1. The dawn chorus in Cameroon. Loud and colourful like Cameroon in general. 2. Encounters with elephants immersed in the water on the Ruhudji River. Scenes from deep time.
3. Hearing chimpanzees vocalise in the riverine forest of the Chinko Nature Reserve. This stirs some primal juices. 4. The spring flush of new leaves and flowers in the East African Miombo woodlands and West African savannah respectively. 5. The night fishing in Cameroon is special. The inversion of sun to stars comes with a whole switch in the dynamic of animal behaviour and your own sensory shift towards sound and self-awareness. There are positive spinoffs through scouting, science, reporting, training and poaching prevention that we can contribute to when out and about on the rivers. The status of these areas is always on the line and it feels good to chip in.
5 destinations on your bucket list?
1. Alaska for a foreign big wild fix, and some trout and bears. 2. Mexico for some scenic lifestyle fishing. 3. Cuba for the same reasons as Mexico. 4. Brazil for an iconic Amazonian experience. 5. New Zealand for some beach and back country action.
5 things you would take up if you weren’t always fly fishing?
1. Surfing… 2. … and scuba diving to expand my salt water skill set and horizons. 3. Playing more sport – rugby (Ed: Greg is a Tanzanian test international), cricket and tennis. I’m not ready to hang up the boots for a while yet. 4. Walking safari guiding. I’d love a chance to rack up some more hours in the bush on foot. 5. An intensive grazing land management trial on the farm.
5 essential ingredients for an incredible mission?
1. Wheels – four-wheel drive or two, and some carrying capacity – to put some distance and allow some time away from distractions. 2. Water for any combination of the following: drinking/ swimming/fishing/washing. 3. A couple of comrades; a handful who heed the call. 4. A degree of discomfort. As in, just far out enough of some comfort zones to know you are being tested on some level. 5. An agenda or focal point, even if it never gets done, just to get things started in a direction. A destination, a peak, a point, a quest – a mission, if you will.
5 flies that to look at make no sense but that catch fish all the time?
1. The colour and some of the material combinations – like huge, spiky, deer hair heads without eyes, and the mystery of EP fibre flies – are hard to explain. 2. Black and purple seems to transcend any water and fish without clearly stating why. 3. Chartreuse working in freshwater stumps me. 4. So does pure black, even in clean water. 5. The UV contrast of different materials while night fishing was a huge eye opener for me. Some combinations do make more sense under torch light, but how or why is another kettle of fish.

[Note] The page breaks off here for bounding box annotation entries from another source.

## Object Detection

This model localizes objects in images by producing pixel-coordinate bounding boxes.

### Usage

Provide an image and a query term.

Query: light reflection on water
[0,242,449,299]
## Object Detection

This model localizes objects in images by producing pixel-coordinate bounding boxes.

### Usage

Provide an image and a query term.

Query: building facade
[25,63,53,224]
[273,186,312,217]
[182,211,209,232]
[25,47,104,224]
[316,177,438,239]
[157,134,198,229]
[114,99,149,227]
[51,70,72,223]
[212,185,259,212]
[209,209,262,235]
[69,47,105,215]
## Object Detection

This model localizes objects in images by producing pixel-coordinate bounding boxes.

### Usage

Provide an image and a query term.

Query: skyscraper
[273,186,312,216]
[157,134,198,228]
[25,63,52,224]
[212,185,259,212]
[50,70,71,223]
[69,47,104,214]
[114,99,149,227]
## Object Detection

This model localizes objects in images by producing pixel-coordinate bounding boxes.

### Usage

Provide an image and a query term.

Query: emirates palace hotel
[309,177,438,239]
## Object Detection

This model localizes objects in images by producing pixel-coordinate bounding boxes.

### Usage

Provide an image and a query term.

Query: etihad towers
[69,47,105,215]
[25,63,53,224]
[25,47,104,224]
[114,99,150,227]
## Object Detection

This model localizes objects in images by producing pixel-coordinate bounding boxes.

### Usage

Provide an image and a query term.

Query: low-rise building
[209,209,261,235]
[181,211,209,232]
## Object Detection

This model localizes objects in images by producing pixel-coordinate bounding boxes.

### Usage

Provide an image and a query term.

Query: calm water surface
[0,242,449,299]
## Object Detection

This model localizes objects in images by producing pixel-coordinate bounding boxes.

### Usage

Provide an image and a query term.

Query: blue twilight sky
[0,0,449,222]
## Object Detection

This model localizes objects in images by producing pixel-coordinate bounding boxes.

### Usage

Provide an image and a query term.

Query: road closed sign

5 things about fly fishing that you may never understand?
1. How, in the quest to simplify, streamline and improve fly fishing, anglers now “need” to have more clutter and gear than ever. 2. How the best casts hardly ever catch the fish. 3. How the other side of the river always looks like a better setup. 4. How fly fishing seems to induce unseasonal or unprecedented rain or weather in new destinations. 5. How stationary rods on a boat find a way of tangling themselves.
5 common mistakes that most clients make?
1. Waiting far too long between finding fishing to going fishing again, with their best years in between. 2. Fishing too far and too fast, ignoring the possibility of close-by, cautious fish when covering a lie. 3. Often clients seem to find it easier to cling to their existing knowledge, even of different fish or situations, than to try and step out and try something different. Like what the guide is suggesting... 4. There is a wide spectrum of clients’ ideas of the abilities or duties of the guide. It is somewhere between “I’m a guide, not a God” and “I’m a guide not your dog!” 5. I often feel that the presence of a guide makes people feel like it is now serious business, and that they must be seen to be taking it seriously, or try to prove they are better than they are. There is nothing to hide on a day’s fishing and nowhere to hide it even if you tried.
Your last five casts were to….
… Lazily rolling Goliath tigerfish that were clearly not eating.
From tigerfish in Tanzania (above), to Nile perch in Cameroon (below), where Greg Ghaui guides the freshwater fish are from the heavyweight category.